In the 60s and early 70s, all this was surprisingly sustainable, given the high price of commodities on world markets. But once commodity prices crashed in the late 70s through the 80s, the entire house of cards came crashing down.
The nations had been mismanaged. The debt levels were sky high. Infrastructure development was still lagging. And industrialization had failed, given that it was never a priority in these resource-rich countries, and the governance had never displayed the discipline to pursue long-term strategies for economic development.
This mismanagement, it must be emphasized, cannot be blamed on the Whites. We did this all by ourselves.

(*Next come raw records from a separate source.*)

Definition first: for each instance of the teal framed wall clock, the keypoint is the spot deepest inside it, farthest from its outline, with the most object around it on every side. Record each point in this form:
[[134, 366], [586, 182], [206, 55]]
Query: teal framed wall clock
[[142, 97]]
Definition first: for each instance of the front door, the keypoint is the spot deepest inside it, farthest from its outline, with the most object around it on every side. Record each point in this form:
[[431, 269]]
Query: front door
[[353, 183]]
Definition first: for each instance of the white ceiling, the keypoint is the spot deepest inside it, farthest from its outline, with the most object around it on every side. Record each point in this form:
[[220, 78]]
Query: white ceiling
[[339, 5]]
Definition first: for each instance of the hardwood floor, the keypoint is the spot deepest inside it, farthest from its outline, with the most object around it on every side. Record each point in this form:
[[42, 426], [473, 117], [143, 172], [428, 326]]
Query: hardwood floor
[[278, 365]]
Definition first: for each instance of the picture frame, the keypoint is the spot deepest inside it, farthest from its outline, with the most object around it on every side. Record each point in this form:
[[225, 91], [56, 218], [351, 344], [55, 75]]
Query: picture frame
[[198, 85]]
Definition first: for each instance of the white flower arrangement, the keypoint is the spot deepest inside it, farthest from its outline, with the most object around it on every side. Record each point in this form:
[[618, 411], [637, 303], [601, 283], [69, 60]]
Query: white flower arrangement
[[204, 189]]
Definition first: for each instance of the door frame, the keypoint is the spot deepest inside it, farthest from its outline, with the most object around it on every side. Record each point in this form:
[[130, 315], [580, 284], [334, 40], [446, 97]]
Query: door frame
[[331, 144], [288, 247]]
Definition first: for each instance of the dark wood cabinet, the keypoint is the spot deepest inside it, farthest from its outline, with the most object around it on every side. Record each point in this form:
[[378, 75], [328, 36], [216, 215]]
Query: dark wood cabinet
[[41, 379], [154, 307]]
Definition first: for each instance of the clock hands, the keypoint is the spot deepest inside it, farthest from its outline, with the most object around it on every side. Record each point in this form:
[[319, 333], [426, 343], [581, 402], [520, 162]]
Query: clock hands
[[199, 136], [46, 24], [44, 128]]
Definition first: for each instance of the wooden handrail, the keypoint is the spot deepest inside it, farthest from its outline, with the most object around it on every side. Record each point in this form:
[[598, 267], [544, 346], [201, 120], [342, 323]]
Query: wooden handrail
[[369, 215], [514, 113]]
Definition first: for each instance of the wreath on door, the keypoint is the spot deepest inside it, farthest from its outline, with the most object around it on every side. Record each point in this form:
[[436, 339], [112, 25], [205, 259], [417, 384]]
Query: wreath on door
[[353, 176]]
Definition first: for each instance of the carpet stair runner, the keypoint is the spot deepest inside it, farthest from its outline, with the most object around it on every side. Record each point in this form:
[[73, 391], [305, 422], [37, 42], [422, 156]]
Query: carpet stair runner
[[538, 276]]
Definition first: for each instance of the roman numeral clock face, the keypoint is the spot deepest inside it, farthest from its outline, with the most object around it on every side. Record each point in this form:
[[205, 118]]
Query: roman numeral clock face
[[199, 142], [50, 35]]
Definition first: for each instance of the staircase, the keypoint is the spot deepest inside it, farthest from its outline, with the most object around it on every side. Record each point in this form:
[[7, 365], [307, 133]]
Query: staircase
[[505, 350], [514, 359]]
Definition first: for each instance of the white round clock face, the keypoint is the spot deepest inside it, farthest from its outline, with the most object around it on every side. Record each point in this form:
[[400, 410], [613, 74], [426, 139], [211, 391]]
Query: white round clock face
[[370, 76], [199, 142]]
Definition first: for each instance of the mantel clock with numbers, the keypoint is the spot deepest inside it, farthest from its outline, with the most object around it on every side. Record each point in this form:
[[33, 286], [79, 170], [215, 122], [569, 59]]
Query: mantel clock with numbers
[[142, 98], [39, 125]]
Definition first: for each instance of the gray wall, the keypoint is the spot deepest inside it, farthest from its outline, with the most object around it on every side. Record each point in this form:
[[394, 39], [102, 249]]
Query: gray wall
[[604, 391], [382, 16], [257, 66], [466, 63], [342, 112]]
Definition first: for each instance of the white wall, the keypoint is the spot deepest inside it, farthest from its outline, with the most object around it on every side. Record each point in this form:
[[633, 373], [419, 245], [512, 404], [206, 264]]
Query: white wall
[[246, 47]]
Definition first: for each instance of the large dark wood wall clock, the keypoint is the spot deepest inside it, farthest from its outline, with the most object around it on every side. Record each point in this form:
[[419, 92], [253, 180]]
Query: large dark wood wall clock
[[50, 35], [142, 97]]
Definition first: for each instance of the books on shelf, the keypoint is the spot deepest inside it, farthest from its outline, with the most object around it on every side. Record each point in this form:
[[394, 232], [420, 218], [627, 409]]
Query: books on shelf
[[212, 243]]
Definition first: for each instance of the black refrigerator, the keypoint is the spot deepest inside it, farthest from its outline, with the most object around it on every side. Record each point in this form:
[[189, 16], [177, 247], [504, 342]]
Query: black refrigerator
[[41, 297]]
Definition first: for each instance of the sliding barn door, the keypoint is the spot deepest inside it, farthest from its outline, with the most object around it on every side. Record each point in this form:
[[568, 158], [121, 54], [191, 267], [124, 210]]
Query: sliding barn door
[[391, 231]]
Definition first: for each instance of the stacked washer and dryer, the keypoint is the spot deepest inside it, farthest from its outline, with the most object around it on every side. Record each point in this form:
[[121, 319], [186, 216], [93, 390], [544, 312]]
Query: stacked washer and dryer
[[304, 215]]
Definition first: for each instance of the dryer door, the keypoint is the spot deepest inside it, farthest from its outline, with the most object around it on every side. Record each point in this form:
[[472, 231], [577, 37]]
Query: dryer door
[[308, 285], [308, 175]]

Nevertheless, there are definitely some actions taken by the West that have contributed to impoverishing the nations of the continent:
Unfair trade practices. Western government subsidize their farmers, who can thereby produce foodstuffs cheaper than local African farmers, who are driven out of business when the cheaper stuff comes pouring in. And African countries do not have the kind of leverage they would need to be able to apply tariffs, given that they are indebted to those same countries against which they have trade disputes.
The structure of food aid is terrible. What should be done when there is a disaster or a famine is to purchase all the locally available food before bringing in food from elsewhere. This serves as a stimulus to the local economy and ensures that African farmers will be able to plant again the following year. But US food aid, at least the last time I looked at it, was structured for the benefit of US farmers, whose excess production gets purchased by the US government
and dumped on African markets. This is good for the hungry but bad for the local economy, since local growers find themselves unable to sell what they planted. When that happens, the local production collapses, which makes future famines more likely. I should mention that, at least the last time I was looking at it, European food aid was structured in a way to benefit to the African farmer.
Structural adjustment programs. These were austerity packages imposed by the IMF and World bank on many African nations in the wake of recessions. They also included forced deregulation and the lowering of protective trade barriers, which opened up many of these economies to competition they could not possibly overcome. On top of that, they included excessive levels of austerity, often in the midst of economic downturns.
So, let’s summarize. Africa is poor because:
It was underdeveloped before colonization due to a combination of inefficient agriculture, poor transportation infrastructure, and lack of political stability.
Colonization led to exploitation.
Decolonization led to instability and inter-ethnic strife.
The regimes that were established after independence were exceedingly corrupt and badly mismanaged their economies.
Western influence has often had negative consequences, either by supporting rebellions or by imposing doctrinaire free-marketism.